Is it darkstat doing the lookups?? that would be weird.
feed info to my usual email address; I'll look into it; or dump small stuff here, maybe someone else knows something.
;o)
(or
I left you an email yesterday with a tcpdump file containing some of theses lookups. I cant say that your code is causing that, but it desapeared after I removed darkstat form StartupItems...
I don't know any tool who can tell me what process is doing dns lookups, at least LittleSnitch can't.
Cheers and enyoj your weekend, netwho
hope y'all enjoyed yer weekend as much as I did! back to work now..
I got the dump, thanks (tcpdump? damn! I gotta read that manpage one day) still trying to decipher that. does tcpdump do human-readable output? /me scatches head. there's an -r option, right? maybe I could pipe that... (still recovering from the weekend here *ahem*)
While I'm certain it's not my code causing the problems (I wrote the installer and mac gui bits only for this port, and the blueness, of course), I'm fairly certain it's not Emil's code, either. More than likely the latest Apple update has nudged pthreads (which are notoriously shakey). Or something along those lines, anyway.
I've just blown my 256MB ram chip on me mac (I work this old iMac too hard, BOOM! so I'm running panther on 96MB just now - no fun! like getting the replacement on the warranty will be! *sigh*) so an OS upgrade isn't on the cards for me just now, to check this out more.
Darkstat 3 is all-new underneath, and doesn't use pthreads at all, emil's working hard on that right now, the link to his site is above. If you have the dev tools installed, try compiling from source (included in the distro), I'd be curious to see if that binary exhibited the same behaviour. We could put it up here, if not.
keep me posted!
;o)
(or
well - i was looking for a traffic monitoring utility and darkstat seems to do the job. is there anyway to reset the sum and zero the traffic data. thanks in advance!
if you remove the darkstat.daylog and darkstat.db files, that should put everything back to zero. turn off darkstat while you do this, of course.
look inside /Library/darkstat/
;o)
(or
ps.. seems like years since I was last here, something feels unfinished, heh. feel free to drop in again if need be, sometimes I need a prod.
Hi cor,
this is so very cool, thank you!
A
for OS X
is sexy
Thanks again,
Tom
a command line 1D10T in Germany
satisfactory
Hello,
Thanks for providing DarkStat. It works great on my PowerMac G5 1.8 GHz DP, but no dice on my PowerBook G4 1.5 GHz. This is odd, because they are basically copies of one another and the Mac OS 10.3 5 data is synchronized daily.
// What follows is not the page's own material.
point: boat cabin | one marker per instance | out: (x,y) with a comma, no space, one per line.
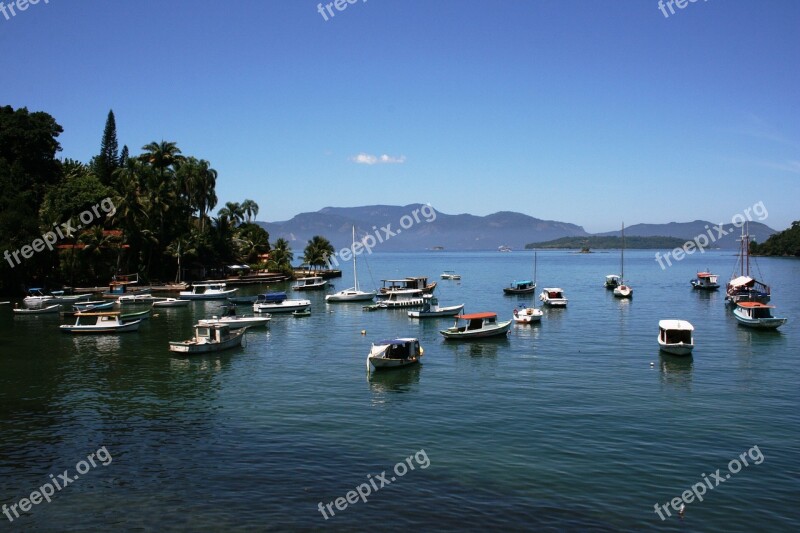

When I attempt to open DarkStat via the two browser addresses or by clicking on the link on the web site, I get the dreaded “server cannot be found” error. Anyone have a clue what is happening here?
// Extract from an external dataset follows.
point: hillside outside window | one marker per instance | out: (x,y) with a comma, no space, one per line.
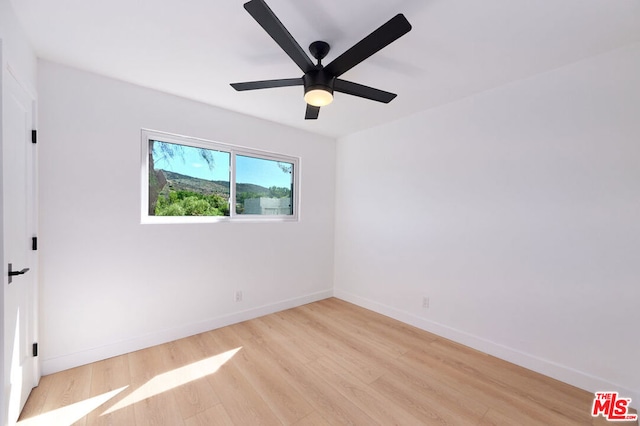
(193,180)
“Technological change is like an axe in the hands of a pathological criminal.” (Albert Einstein, 1941),
Dr. Z.
yo!
No plans for darkstat3 for OS X yet. coding time is zero just now, but hopefully sometime in the near future. I haven't spoken to Emil for a while, but I'll get the source soon and see how it's looking on OS X.
Dr, sounds weird. Maybe a firewall? Does this happen on a local browser (same machine) ? Is darkstat actually running? Feel free to mail me more data which I will probably deal with in the near future.
;o)
(or
Getting this error when installing darkstat via fink 0.22.2 (distribution 0.7.1):
Filehandle STDIN reopened as STDOUT only for output at /sw/lib/perl5/Debconf/FrontEnd/Dialog.pm line 139.
This is after replying NO to whether I want darkstat to startup automatically at boot.